Re: [PATCH] netfs: Add retry stat counters

"Ihor Solodrai" <ihor.solodrai@xxxxxxxxx> · Mon, 10 Feb 2025 21:54:19 +0000

On 2/10/25 2:57 AM, David Howells wrote:
> Ihor Solodrai <ihor.solodrai@xxxxxxxxx> wrote:
>
>> I recommend trying to reproduce with steps I shared in my initial report:
>> https://lore.kernel.org/bpf/a7x33d4dnMdGTtRivptq6S1i8btK70SNBP2XyX_xwDAhLvgQoPox6FVBOkifq4eBinfFfbZlIkMZBe3QarlWTxoEtHZwJCZbNKtaqrR7PvI=@pm.me/
>>
>> I know it may not be very convenient due to all the CI stuff,
>
> That's an understatement. :-)
>
>> but you should be able to use it to iterate on the kernel source locally and
>> narrow down the problem.
>
> Can you share just the reproducer without all the docker stuff?  
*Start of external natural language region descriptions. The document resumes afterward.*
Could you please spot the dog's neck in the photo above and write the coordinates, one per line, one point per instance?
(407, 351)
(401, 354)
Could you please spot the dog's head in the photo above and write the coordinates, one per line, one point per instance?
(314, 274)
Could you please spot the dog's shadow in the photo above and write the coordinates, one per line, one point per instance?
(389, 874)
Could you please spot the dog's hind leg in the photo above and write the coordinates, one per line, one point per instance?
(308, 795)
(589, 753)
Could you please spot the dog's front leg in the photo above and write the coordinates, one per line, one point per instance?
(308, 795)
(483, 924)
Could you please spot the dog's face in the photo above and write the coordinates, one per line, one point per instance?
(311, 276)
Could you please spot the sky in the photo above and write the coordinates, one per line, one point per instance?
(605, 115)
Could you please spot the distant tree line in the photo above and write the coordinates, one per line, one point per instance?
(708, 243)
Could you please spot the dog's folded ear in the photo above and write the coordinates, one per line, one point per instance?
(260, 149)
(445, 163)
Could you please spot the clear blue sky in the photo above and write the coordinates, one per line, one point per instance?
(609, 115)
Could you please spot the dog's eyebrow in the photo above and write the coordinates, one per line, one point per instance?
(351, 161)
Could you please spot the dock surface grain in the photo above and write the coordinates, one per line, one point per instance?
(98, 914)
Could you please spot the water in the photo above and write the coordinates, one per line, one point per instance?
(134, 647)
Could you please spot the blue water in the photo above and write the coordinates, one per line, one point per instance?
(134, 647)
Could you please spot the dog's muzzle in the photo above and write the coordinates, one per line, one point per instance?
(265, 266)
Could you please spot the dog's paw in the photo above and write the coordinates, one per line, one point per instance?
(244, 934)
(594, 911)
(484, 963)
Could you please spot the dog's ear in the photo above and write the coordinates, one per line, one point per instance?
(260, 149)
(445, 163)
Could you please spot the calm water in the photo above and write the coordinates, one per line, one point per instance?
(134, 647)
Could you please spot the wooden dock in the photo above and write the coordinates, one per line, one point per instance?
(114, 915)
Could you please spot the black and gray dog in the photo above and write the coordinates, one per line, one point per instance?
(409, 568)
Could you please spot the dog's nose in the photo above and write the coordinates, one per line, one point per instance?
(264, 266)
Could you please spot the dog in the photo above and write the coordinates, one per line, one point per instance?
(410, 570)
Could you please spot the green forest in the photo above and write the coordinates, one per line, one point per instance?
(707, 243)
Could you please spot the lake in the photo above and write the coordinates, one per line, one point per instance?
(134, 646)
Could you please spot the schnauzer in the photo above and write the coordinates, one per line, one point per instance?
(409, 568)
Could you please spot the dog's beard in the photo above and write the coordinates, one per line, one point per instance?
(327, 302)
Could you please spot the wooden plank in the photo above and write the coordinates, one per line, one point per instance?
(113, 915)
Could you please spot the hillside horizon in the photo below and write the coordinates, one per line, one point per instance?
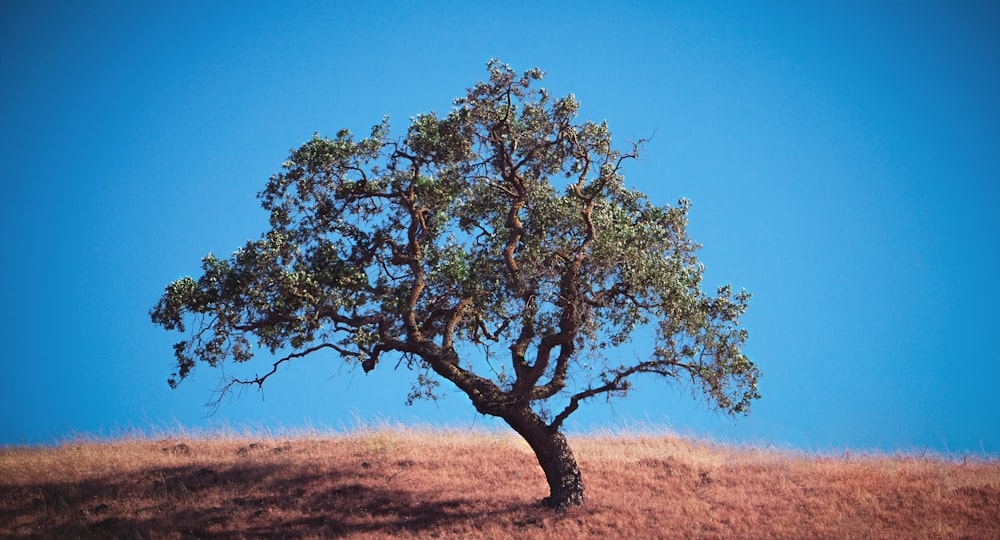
(404, 483)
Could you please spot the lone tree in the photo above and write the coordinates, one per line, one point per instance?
(496, 247)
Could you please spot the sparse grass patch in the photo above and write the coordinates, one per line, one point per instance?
(409, 483)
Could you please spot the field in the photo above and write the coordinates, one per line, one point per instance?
(432, 483)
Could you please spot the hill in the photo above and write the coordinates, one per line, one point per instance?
(443, 484)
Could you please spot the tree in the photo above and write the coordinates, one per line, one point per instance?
(503, 226)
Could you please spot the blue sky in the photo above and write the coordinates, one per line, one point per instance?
(843, 159)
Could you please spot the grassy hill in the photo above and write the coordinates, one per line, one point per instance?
(433, 483)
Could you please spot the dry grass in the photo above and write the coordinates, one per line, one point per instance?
(434, 483)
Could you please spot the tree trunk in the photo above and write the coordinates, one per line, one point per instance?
(554, 455)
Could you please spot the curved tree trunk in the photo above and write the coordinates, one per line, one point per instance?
(554, 455)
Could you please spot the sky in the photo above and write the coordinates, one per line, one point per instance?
(843, 160)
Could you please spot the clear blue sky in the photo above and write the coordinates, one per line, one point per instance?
(843, 159)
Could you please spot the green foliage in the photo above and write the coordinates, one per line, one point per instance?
(505, 222)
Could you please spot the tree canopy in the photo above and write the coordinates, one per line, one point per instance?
(496, 247)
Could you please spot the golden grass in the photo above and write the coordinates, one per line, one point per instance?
(445, 484)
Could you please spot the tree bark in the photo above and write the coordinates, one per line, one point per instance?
(554, 455)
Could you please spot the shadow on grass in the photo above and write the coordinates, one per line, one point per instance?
(247, 499)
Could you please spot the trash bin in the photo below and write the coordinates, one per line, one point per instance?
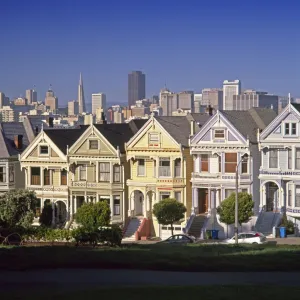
(208, 234)
(282, 232)
(214, 234)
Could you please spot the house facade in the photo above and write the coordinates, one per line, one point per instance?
(229, 139)
(280, 168)
(161, 167)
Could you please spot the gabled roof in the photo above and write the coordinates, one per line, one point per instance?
(248, 121)
(119, 134)
(64, 138)
(7, 132)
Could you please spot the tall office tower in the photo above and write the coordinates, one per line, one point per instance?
(51, 100)
(136, 87)
(168, 102)
(31, 96)
(230, 88)
(186, 100)
(212, 97)
(73, 108)
(81, 100)
(252, 98)
(197, 102)
(98, 100)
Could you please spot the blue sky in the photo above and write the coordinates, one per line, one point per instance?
(189, 45)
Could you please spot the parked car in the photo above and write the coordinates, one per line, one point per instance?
(248, 238)
(179, 239)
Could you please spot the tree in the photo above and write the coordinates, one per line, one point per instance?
(227, 209)
(93, 215)
(168, 211)
(17, 208)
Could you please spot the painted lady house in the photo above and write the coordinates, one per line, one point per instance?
(229, 139)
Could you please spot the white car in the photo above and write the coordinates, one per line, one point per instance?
(248, 238)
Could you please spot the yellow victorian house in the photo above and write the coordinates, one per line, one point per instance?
(161, 167)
I wrote a couple of shell scripts with a gist of what's happening on
CI: build kernel, build selftests and run. You may try them.

Pull this branch from my github:
https://github.com/theihor/bpf/tree/netfs-debug

It's the kernel source in a broken state with the scripts.
Inlining the scripts here:

## ./reproducer.sh

#!/bin/bash

set -euo pipefail

export KBUILD_OUTPUT=$(realpath kbuild-output)
mkdir -p $KBUILD_OUTPUT

cp -f repro.config $KBUILD_OUTPUT/.config
make olddefconfig
make -j$(nproc) all
make -j$(nproc) headers

# apt install lsb-release wget software-properties-common gnupg
# bash -c "$(wget -O - https://apt.llvm.org/llvm.sh)"
export LLVM_VERSION=18

make -C tools/testing/selftests/bpf \
     CLANG=clang-${LLVM_VERSION} \
     LLC=llc-${LLVM_VERSION} \
     LLVM_STRIP=llvm-strip-${LLVM_VERSION} \
     -j$(nproc) test_progs-no_alu32

# wget https://github.com/danobi/vmtest/releases/download/v0.15.0/vmtest-x86_64
# chmod +x vmtest-x86_64
./vmtest-x86_64 -k $KBUILD_OUTPUT/$(make -s image_name) ./run-bpf-selftests.sh | tee test.log

## end of ./reproducer.sh

## ./run-bpf-selftests.sh

#!/bin/bash

/bin/mount bpffs /sys/fs/bpf -t bpf
ip link set lo up

echo 10 > /proc/sys/kernel/hung_task_timeout_secs
echo 1 >/sys/kernel/debug/tracing/events/netfs/netfs_read/enable
echo 1 >/sys/kernel/debug/tracing/events/netfs/netfs_write/enable
echo 1 >/sys/kernel/debug/tracing/events/netfs/netfs_write_iter/enable
echo 1 >/sys/kernel/debug/tracing/events/netfs/netfs_rreq/enable
echo 1 >/sys/kernel/debug/tracing/events/netfs/netfs_rreq_ref/enable
echo 1 >/sys/kernel/debug/tracing/events/netfs/netfs_sreq/enable
echo 1 >/sys/kernel/debug/tracing/events/netfs/netfs_sreq_ref/enable
echo 1 >/sys/kernel/debug/tracing/events/netfs/netfs_failure/enable

function tail_proc {
    src=$1
    dst=$2
    echo -n > $dst
    while true; do
        echo >> $dst
        cat $src >> $dst
        sleep 1
    done
}
export -f tail_proc

nohup bash -c 'tail_proc /proc/fs/netfs/stats netfs-stats.log' & disown
nohup bash -c 'tail_proc /proc/fs/netfs/requests netfs-requests.log' & disown
nohup bash -c 'trace-cmd show -p > trace-cmd.log' & disown

cd tools/testing/selftests/bpf
./test_progs-no_alu32

## end of ./run-bpf-selftests.sh

One of the reasons for suggesting docker is that all the dependencies
are pre-packaged in the image, and so the environment is pretty close
to the actual CI environment. With only shell scripts you will have to
detect and install missing dependencies on your system and hope
package versions are more or less the same and don't affect the issue.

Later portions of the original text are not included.